Dernière explication : « pour limiter la contagion, de nombreuses chambres doubles ont été transformées en chambres simples, réduisant là aussi le nombre de lits d’hospitalisation complète disponibles en fin d’année. » Là où des hospitaliers dénoncent une fermeture drastique de lits, les auteurs de cette étude semblent plutôt décrire un système de vases communicants, entre les lits d'hospitalisation complète, et ceux de soins critiques, voire d'hospitalisation partielle, ou d'hospitalisation à domicile.

Forte croissance de l’HAD

Pour ce qui est de l'hospitalisation à domicile, sa forte croissance de plus de 10% en 2020 semble causer, là encore, par la crise sanitaire. Pour désengorger les établissements, les directions hospitalières ont eu beaucoup plus recours à l'HAD, « notamment pour des patients non concernés par la Covid-19, afin de prendre en charge des patients chroniques stabilisés (en alternative à une hospitalisation complète), permettre des sorties précoces d’hospitalisation ou le retour à domicile immédiat de certains patients des urgences devant faire l’objet d’une surveillance, ou encore pour délivrer des traitements spécialisés habituellement dispensés en hôpital de jour ».

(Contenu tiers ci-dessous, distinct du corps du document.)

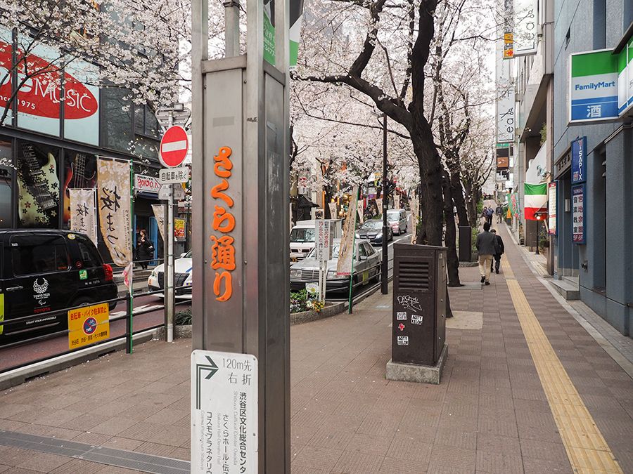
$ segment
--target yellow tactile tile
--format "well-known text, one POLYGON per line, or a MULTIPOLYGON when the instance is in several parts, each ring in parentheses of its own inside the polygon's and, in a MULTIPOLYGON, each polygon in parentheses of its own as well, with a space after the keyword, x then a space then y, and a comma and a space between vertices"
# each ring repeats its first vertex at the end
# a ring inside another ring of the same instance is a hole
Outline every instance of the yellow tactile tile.
POLYGON ((622 474, 604 437, 539 324, 507 259, 501 265, 521 329, 572 468, 579 474, 622 474))

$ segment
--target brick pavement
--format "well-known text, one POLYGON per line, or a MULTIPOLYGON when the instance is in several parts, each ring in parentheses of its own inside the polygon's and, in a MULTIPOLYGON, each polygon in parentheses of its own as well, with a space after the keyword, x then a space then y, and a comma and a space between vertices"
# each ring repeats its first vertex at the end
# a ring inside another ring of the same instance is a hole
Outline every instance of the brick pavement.
MULTIPOLYGON (((556 355, 622 470, 633 472, 633 381, 501 232, 504 258, 556 355)), ((476 268, 460 274, 478 280, 476 268)), ((450 296, 454 310, 482 312, 483 326, 447 330, 440 386, 385 378, 389 295, 353 315, 293 327, 293 473, 572 472, 504 275, 450 296)), ((187 340, 152 341, 132 357, 114 354, 8 390, 0 429, 186 459, 190 350, 187 340)), ((0 446, 3 469, 131 472, 0 446)))

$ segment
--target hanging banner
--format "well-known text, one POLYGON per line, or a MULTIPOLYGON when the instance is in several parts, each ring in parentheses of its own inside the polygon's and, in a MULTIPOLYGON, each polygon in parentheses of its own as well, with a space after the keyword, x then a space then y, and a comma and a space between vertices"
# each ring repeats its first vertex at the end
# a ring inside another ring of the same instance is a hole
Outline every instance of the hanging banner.
POLYGON ((556 235, 556 182, 547 185, 547 233, 556 235))
POLYGON ((536 54, 538 0, 514 0, 513 55, 536 54))
POLYGON ((97 159, 101 234, 113 261, 121 267, 132 261, 129 187, 129 162, 97 159))
POLYGON ((587 243, 584 238, 584 185, 572 186, 572 241, 587 243))
MULTIPOLYGON (((303 0, 290 0, 288 55, 290 69, 297 65, 302 18, 303 0)), ((264 0, 264 60, 269 64, 275 65, 275 0, 264 0)))
POLYGON ((338 251, 338 262, 336 264, 338 276, 350 276, 352 275, 352 265, 354 249, 354 240, 356 237, 356 214, 358 209, 358 187, 354 187, 350 197, 350 206, 347 208, 347 216, 343 225, 343 238, 340 239, 340 248, 338 251))
POLYGON ((165 208, 162 204, 152 204, 152 211, 156 218, 156 224, 160 232, 160 237, 165 241, 165 208))
POLYGON ((97 245, 94 189, 68 190, 68 194, 70 196, 70 230, 86 234, 97 245))

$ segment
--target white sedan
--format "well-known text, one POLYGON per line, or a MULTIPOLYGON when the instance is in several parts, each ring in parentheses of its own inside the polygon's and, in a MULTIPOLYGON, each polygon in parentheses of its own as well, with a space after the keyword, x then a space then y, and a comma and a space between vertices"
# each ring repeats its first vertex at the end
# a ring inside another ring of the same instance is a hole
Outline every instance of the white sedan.
MULTIPOLYGON (((191 251, 182 254, 180 258, 174 261, 174 286, 176 288, 176 297, 183 299, 191 299, 191 270, 193 266, 191 251)), ((152 270, 147 279, 147 286, 150 291, 163 289, 165 284, 165 265, 159 265, 152 270)), ((156 295, 162 298, 162 294, 156 295)))

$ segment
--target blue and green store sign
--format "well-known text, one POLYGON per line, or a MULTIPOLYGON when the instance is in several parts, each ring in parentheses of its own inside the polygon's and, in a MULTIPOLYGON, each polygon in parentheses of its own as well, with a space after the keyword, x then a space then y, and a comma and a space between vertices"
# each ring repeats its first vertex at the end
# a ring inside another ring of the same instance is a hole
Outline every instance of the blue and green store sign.
MULTIPOLYGON (((630 32, 627 34, 630 37, 630 32)), ((633 37, 570 55, 570 123, 615 120, 633 106, 633 37)))

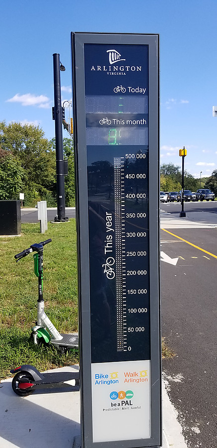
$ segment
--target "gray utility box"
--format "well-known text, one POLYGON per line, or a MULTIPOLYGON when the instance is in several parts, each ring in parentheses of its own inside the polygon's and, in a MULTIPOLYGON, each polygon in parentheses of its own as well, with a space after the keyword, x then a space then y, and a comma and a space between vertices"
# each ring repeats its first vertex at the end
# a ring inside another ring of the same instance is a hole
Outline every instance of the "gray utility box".
POLYGON ((0 235, 20 233, 20 201, 0 201, 0 235))

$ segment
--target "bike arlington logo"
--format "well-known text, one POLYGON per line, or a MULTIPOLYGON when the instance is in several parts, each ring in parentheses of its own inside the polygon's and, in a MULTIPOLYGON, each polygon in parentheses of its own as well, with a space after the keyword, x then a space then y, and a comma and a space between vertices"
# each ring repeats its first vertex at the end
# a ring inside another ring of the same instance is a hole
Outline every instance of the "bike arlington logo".
POLYGON ((121 54, 116 50, 107 50, 106 53, 109 54, 109 64, 115 64, 119 61, 126 61, 126 59, 121 59, 121 54))

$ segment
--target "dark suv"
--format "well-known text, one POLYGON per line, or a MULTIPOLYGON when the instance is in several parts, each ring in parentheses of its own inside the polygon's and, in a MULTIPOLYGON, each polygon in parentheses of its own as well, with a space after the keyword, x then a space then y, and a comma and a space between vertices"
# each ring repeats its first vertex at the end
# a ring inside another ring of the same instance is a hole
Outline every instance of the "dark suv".
POLYGON ((196 201, 215 201, 215 194, 211 190, 203 188, 196 192, 196 201))
MULTIPOLYGON (((179 191, 177 195, 177 202, 181 202, 181 191, 179 191)), ((190 190, 184 190, 183 194, 183 199, 186 202, 190 202, 190 201, 195 201, 195 196, 192 194, 190 190)))

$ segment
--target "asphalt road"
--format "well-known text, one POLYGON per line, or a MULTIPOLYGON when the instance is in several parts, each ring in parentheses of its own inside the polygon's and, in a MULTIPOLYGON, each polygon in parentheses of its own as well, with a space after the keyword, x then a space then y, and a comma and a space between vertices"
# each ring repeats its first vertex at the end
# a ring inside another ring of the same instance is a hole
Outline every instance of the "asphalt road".
MULTIPOLYGON (((185 209, 190 217, 210 212, 212 220, 216 203, 185 203, 185 209)), ((160 208, 172 218, 180 204, 160 208)), ((176 354, 163 360, 163 371, 188 446, 216 448, 217 228, 166 230, 160 250, 178 259, 161 261, 162 334, 176 354)))
MULTIPOLYGON (((217 448, 217 202, 185 203, 190 220, 198 212, 199 228, 182 228, 185 219, 179 227, 180 203, 161 204, 160 209, 167 225, 160 231, 160 250, 178 258, 175 265, 161 261, 162 335, 176 353, 163 360, 164 379, 188 447, 217 448), (175 228, 168 227, 170 217, 175 228), (216 228, 206 228, 214 221, 216 228)), ((67 212, 74 217, 73 209, 67 212)), ((38 222, 37 210, 21 215, 22 223, 38 222)), ((48 211, 48 220, 56 215, 48 211)))
MULTIPOLYGON (((75 218, 74 207, 67 207, 66 210, 66 216, 69 218, 75 218)), ((38 221, 38 210, 37 209, 22 209, 21 212, 21 223, 39 223, 38 221)), ((52 221, 57 215, 57 209, 48 209, 48 221, 52 221)))
MULTIPOLYGON (((167 202, 161 203, 160 209, 169 212, 170 213, 179 214, 181 210, 181 204, 180 202, 167 202)), ((217 201, 203 201, 202 202, 184 202, 184 210, 185 212, 210 212, 213 213, 217 213, 217 201)))

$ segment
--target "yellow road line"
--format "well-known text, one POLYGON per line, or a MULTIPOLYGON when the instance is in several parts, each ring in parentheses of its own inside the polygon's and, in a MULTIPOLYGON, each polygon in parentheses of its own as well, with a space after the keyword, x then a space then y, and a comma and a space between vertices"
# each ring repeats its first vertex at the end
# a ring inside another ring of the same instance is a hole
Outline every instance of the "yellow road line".
POLYGON ((210 255, 212 257, 214 257, 214 258, 217 258, 217 255, 214 255, 214 254, 211 253, 210 252, 208 252, 207 250, 205 250, 204 249, 202 249, 201 247, 199 247, 198 246, 196 246, 195 244, 192 244, 192 243, 190 243, 190 241, 187 241, 186 239, 184 239, 183 238, 181 238, 180 236, 178 236, 177 235, 175 235, 174 233, 172 233, 171 232, 169 232, 169 231, 166 230, 165 228, 162 228, 162 230, 163 230, 164 232, 167 232, 167 233, 169 233, 170 235, 172 235, 173 236, 175 236, 176 238, 178 238, 179 239, 181 239, 182 241, 184 241, 185 242, 187 243, 187 244, 190 244, 190 246, 193 246, 193 247, 196 247, 196 249, 199 249, 199 250, 202 250, 202 252, 205 252, 205 253, 208 253, 208 255, 210 255))

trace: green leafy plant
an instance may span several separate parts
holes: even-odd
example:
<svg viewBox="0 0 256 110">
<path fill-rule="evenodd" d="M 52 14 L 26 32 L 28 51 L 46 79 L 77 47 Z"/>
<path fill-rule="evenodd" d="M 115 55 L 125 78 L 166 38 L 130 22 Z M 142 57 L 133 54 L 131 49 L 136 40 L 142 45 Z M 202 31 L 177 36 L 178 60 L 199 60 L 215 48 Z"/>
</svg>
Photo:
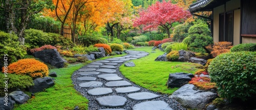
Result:
<svg viewBox="0 0 256 110">
<path fill-rule="evenodd" d="M 230 52 L 216 57 L 209 65 L 211 81 L 224 98 L 246 100 L 256 94 L 256 52 Z"/>
</svg>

Augmentation trois fois plus importante en soins critiques

En soins critiques, du fait de la crise sanitaire, l'augmentation du nombre de lits a été trois fois plus importante que les années précédentes : « Au 31 décembre 2020, les établissements de santé disposent de 20 300 lits de soins critiques, soit 700 de plus que fin 2019 (+3,6 %), une progression trois fois plus rapide que la tendance des années précédentes (+1,1 % en moyenne de 2013 à 2019), portée par la hausse des lits de réanimation. » Parmi les lits de soins critiques, le nombre de lits de réanimation a connu la plus forte progression, de l'ordre de 14,5%. Le nombre de lits de soins intensifs n'a progressé en revanche que de 0,5% en 2020, et le nombre de lits de surveillance continue a pour sa part baisser de 1,4%, soit 114 lits. Là encore, on peut expliquer cette baisse par un phénomène de vases communicants : « la hausse de la capacité d’accueil en réanimation ou en soins intensifs s’est en effet opérée par une reconversion de lits de surveillance continue. »

Tendance de fond

Si la crise sanitaire explique en partie la baisse du nombre de lits en hospitalisation complète, et la hausse de l'HAD et des soins critiques, il n'en demeure pas moins vrai que des tendances de fond sont à l'œuvre, qui défavorisent l'hospitalisation complète. En effet, le repli de l'hospitalisation complète s'est amorcé il y a plusieurs années, sous l'effet du développement de l'ambulatoire, mais aussi des tensions sur le recrutement de personnels de soins. « Depuis 2013, ce sont en effet 27 000 lits d’hospitalisation complète qui ont ainsi été fermés, soit une baisse de 6,5 % en sept ans. »

Parallèlement, sur la même période, l'hospitalisation partielle s'est développée, encouragée par des innovations médicales, techniques, organisationnelles, notamment en chirurgie et anesthésie-réanimation : « le nombre de places en hospitalisation partielle progresse régulièrement : depuis 2013, 8 200 places ont été créées, soit une hausse de 11,4 % en sept ans. » En 2020, hors contexte de crise sanitaire, ce mouvement de fond s'est poursuivi en hospitalisation partielle : « En 2020, ce mouvement se poursuit et le nombre de places augmente de 1,7 %, un rythme comparable à celui des années précédentes. » Le nombre de places en hospitalisation partielle Médecine, Chirurgie, Obstétrique (MCO) augmente en 2020 de 2,4% et le nombre de place hospitalisation partielle en soins de suite et de réadaptation (SSR) est en hausse de 4,7% en 2020.